Our illusion of the past arises
because each Now contains objects that appear as “records” in Barbour’s
language. “The only evidence you have of last week is your memory. But memory
comes from a stable structure of neurons in your brain now. The only evidence
we have of the Earth’s past is rocks and fossils. But these are just stable
structures in the form of an arrangement of minerals we examine in the present.
The point is, all we have are these records and you only have them in this
Now.”
Time, in this view, is not something
that exists apart from the universe. There is no clock ticking outside the
cosmos. Most of us tend to think of time the way Newton did: “Absolute, true
and mathematical time, of itself, and from its own nature, flows equably,
without regard to anything external.” But as Einstein proved, time is part of
the fabric of the universe. Contrary to what Newton believed, our ordinary
clocks don’t measure something that’s independent of the universe.
The word “Mechanics” used in the
term “Quantum Mechanics” indicates a machine like predictable, buildable,
knowable thing. The Quantum Universe in which we live, whether we want to
accept it or not, may seem on the surface to be mechanical and linear but it is
not. It is probably better described as an infinite multitude of possible
linear actions. If we must give this still mystical process a name lets call it
“Quantum Ecology” rather than “Quantum Mechanics” because it is built from
within it’s self. Everything comes out of the invisible in the same way as any
living organism does.
In quantum mechanics all particles
of matter and energy can also be described as waves. And waves have an unusual
property: An infinite number of them can exist in the same location. If time
and space are one day shown to consist of quanta, the quanta could all exist
piled together in a single dimensionless point.

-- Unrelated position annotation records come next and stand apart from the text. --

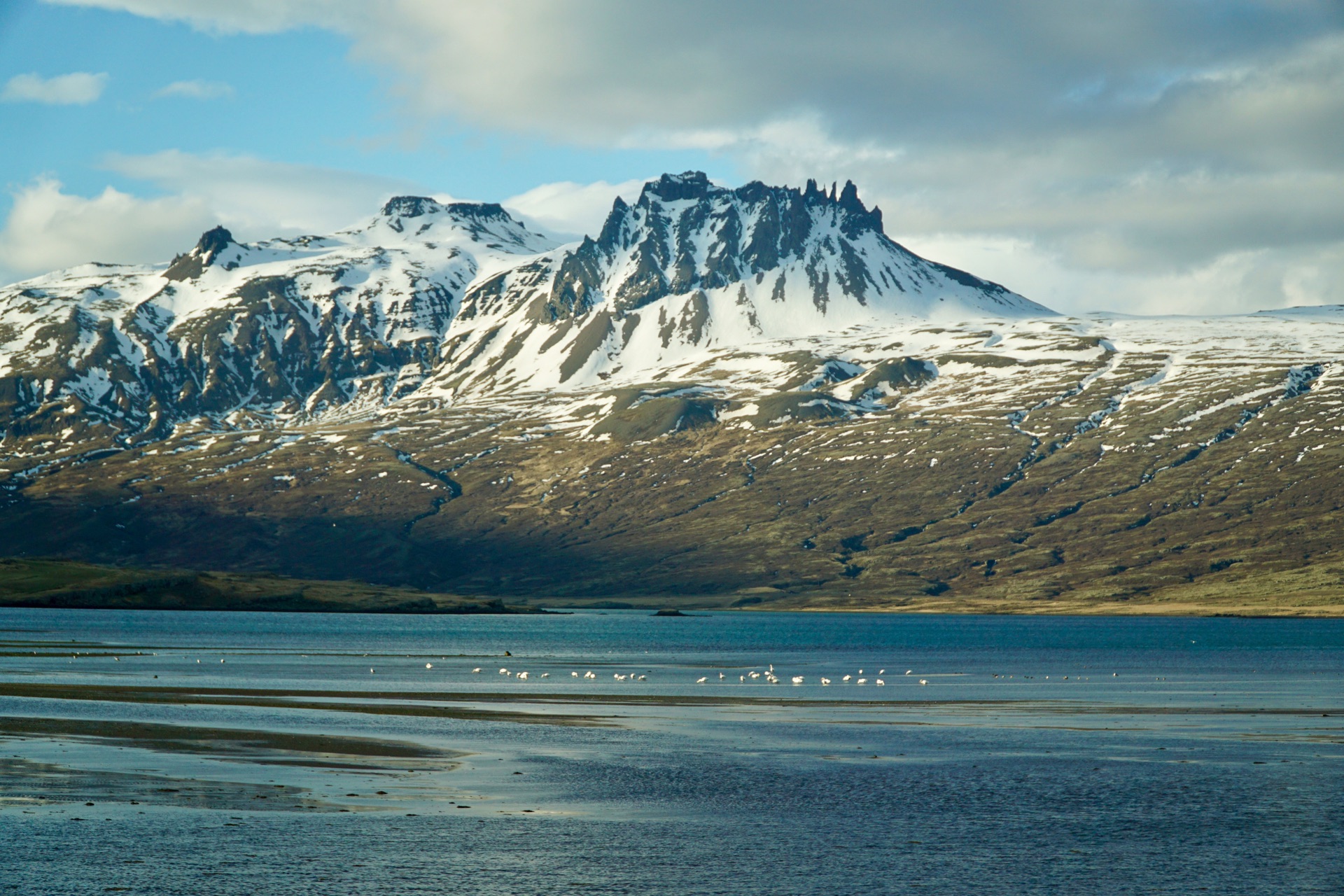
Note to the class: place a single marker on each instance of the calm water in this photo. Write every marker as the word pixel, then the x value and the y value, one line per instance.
pixel 1043 755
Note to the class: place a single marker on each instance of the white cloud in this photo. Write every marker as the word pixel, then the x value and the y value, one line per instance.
pixel 49 229
pixel 261 198
pixel 74 89
pixel 197 90
pixel 568 209
pixel 1133 148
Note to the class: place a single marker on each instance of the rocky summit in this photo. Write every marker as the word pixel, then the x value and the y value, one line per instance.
pixel 743 397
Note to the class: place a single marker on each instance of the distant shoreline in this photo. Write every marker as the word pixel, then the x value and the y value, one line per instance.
pixel 67 584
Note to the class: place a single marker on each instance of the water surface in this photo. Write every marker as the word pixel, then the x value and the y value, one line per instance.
pixel 1126 755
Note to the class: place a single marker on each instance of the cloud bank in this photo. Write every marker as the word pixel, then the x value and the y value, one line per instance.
pixel 49 229
pixel 1142 152
pixel 76 89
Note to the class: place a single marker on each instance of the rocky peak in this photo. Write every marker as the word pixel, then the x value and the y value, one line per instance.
pixel 691 184
pixel 410 207
pixel 209 248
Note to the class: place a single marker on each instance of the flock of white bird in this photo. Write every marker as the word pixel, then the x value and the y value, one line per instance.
pixel 589 675
pixel 749 676
pixel 773 679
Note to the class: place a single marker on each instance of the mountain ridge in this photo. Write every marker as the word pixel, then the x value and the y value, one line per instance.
pixel 441 398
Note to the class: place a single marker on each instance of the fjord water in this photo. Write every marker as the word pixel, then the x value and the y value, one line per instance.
pixel 1120 755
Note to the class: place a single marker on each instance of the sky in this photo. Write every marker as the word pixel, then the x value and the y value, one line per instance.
pixel 1133 156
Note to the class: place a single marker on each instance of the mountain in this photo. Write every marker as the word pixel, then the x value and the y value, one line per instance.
pixel 739 397
pixel 452 301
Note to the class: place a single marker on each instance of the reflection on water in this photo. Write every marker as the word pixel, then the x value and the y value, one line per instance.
pixel 336 754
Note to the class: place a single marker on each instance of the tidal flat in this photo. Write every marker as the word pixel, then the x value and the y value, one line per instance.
pixel 267 752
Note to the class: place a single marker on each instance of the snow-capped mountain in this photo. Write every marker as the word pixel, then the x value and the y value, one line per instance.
pixel 726 397
pixel 454 302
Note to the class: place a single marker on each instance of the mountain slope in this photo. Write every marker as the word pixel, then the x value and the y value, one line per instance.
pixel 440 398
pixel 454 302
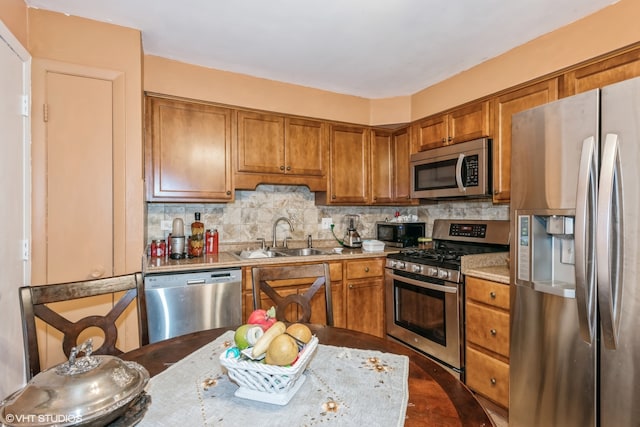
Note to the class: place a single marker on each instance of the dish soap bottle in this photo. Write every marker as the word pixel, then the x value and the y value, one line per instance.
pixel 197 236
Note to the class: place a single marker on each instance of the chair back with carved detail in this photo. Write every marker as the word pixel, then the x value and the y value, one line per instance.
pixel 290 282
pixel 35 303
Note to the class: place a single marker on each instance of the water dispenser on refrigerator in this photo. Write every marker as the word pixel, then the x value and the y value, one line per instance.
pixel 545 253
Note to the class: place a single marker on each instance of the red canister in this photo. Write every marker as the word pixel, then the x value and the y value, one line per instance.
pixel 158 248
pixel 209 242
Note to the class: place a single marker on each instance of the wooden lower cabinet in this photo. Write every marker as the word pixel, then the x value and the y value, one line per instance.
pixel 488 376
pixel 318 306
pixel 487 339
pixel 364 295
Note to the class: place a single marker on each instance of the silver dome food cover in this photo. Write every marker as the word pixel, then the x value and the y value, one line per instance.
pixel 88 390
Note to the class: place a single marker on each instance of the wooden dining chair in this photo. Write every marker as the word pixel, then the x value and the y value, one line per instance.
pixel 317 275
pixel 35 300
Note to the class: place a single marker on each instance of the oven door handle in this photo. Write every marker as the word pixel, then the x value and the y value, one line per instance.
pixel 459 182
pixel 426 285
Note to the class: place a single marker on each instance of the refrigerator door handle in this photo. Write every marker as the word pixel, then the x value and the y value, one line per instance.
pixel 459 182
pixel 609 238
pixel 585 227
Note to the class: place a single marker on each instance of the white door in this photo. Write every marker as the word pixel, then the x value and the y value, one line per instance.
pixel 15 173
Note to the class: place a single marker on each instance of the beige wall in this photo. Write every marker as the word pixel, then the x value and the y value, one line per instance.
pixel 14 15
pixel 577 42
pixel 54 36
pixel 605 31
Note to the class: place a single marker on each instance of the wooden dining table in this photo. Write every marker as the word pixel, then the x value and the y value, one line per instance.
pixel 436 397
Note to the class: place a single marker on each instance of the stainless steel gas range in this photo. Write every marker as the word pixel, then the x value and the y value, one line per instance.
pixel 424 288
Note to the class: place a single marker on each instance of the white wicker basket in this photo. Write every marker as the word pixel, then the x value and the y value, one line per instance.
pixel 265 378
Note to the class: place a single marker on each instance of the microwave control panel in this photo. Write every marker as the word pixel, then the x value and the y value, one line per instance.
pixel 471 171
pixel 468 230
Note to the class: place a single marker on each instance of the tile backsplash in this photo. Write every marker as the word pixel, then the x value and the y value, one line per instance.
pixel 252 214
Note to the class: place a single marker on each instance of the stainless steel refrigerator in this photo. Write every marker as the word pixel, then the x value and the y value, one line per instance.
pixel 575 214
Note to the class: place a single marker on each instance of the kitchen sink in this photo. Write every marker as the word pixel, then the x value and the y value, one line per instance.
pixel 257 254
pixel 280 252
pixel 301 252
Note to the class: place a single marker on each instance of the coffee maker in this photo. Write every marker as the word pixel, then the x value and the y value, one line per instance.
pixel 351 237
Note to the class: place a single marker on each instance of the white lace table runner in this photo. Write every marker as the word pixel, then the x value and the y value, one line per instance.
pixel 344 387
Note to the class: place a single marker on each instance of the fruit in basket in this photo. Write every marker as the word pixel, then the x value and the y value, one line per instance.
pixel 247 335
pixel 262 317
pixel 261 346
pixel 282 351
pixel 300 332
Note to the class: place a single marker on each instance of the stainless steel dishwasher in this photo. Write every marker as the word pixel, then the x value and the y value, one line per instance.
pixel 180 303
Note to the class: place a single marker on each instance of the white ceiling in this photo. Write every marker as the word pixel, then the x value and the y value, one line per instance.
pixel 368 48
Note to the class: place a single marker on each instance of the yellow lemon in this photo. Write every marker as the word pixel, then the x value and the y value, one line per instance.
pixel 282 351
pixel 300 332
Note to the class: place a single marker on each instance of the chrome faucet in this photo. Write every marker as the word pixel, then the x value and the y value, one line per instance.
pixel 275 228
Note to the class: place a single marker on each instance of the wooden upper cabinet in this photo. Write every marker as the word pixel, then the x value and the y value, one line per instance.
pixel 431 132
pixel 188 151
pixel 504 107
pixel 463 124
pixel 390 173
pixel 348 181
pixel 305 147
pixel 260 143
pixel 470 122
pixel 602 73
pixel 280 150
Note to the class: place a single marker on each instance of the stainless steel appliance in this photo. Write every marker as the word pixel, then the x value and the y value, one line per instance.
pixel 399 234
pixel 575 348
pixel 180 303
pixel 425 289
pixel 453 171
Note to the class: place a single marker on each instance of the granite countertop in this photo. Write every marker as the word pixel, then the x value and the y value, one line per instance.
pixel 492 266
pixel 226 259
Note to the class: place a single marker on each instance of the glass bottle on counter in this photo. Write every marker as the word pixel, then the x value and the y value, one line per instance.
pixel 196 242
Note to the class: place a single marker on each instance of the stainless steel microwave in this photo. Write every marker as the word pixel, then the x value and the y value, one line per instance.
pixel 399 234
pixel 453 171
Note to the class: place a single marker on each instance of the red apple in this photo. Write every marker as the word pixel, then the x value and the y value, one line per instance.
pixel 263 318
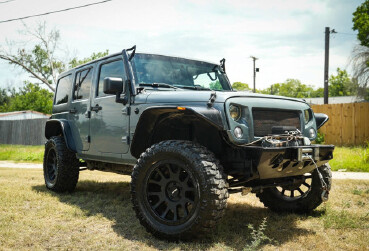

The current predominant world
paradigm is that if a thing can not be explained, detailed, analysed and
documented by linear scientific thought processes then it’s mumbo jumbo. If you
have a spiritual explanation for human existence then your crazy, you’re in
dream land. The scientific mindset says everything in the universe must be
capable of explanation either now or at some point in the future by scientific
analytic methods alone. Science says “In the absence of scientific proof it’s
not worth the time discussing. If it can not be put in a box with a label then
forget it. Go figure out what box you can put it in, label it, then come back
to us and we’ll see if we agree”. Can you see the limitations that this puts on
human development?
Quantum particle behavior can not be explained in terms of science alone, that is to say, it can not be explained in terms of the mind because the mind by it’s nature functions on the basis that reality consists of things, things that can be broken down into individual bits of information and explained in a linear mechanical fashion. To realise how flawed this mindset is you must first accept that this is a relative world in which we live and on the conscious level we interact with other human beings and the rest of the universe in a linear fashion. This is the nature of the mind. We must go beyond the mind to access the answers
According to physics, your life is
described by a series of slices of your worm – you as a baby, you as you ate
breakfast this morning, you as you started reading this sentence and so on,
with each slice existing motionless in its respective time. We generate time’s
flow by thinking that the same self that ate breakfast this morning also
started reading this sentence.
So do we really need to mourn time’s
passing? Einstein, for one, drew solace from the view of the timeless universe
he had helped to create, consoling the family of a recently deceased friend:
“Now he has departed from this strange world a little ahead of me. That means
nothing. People like us, who believe in physics, know that the distinction
between past, present and future is only a stubbornly persistent illusion.”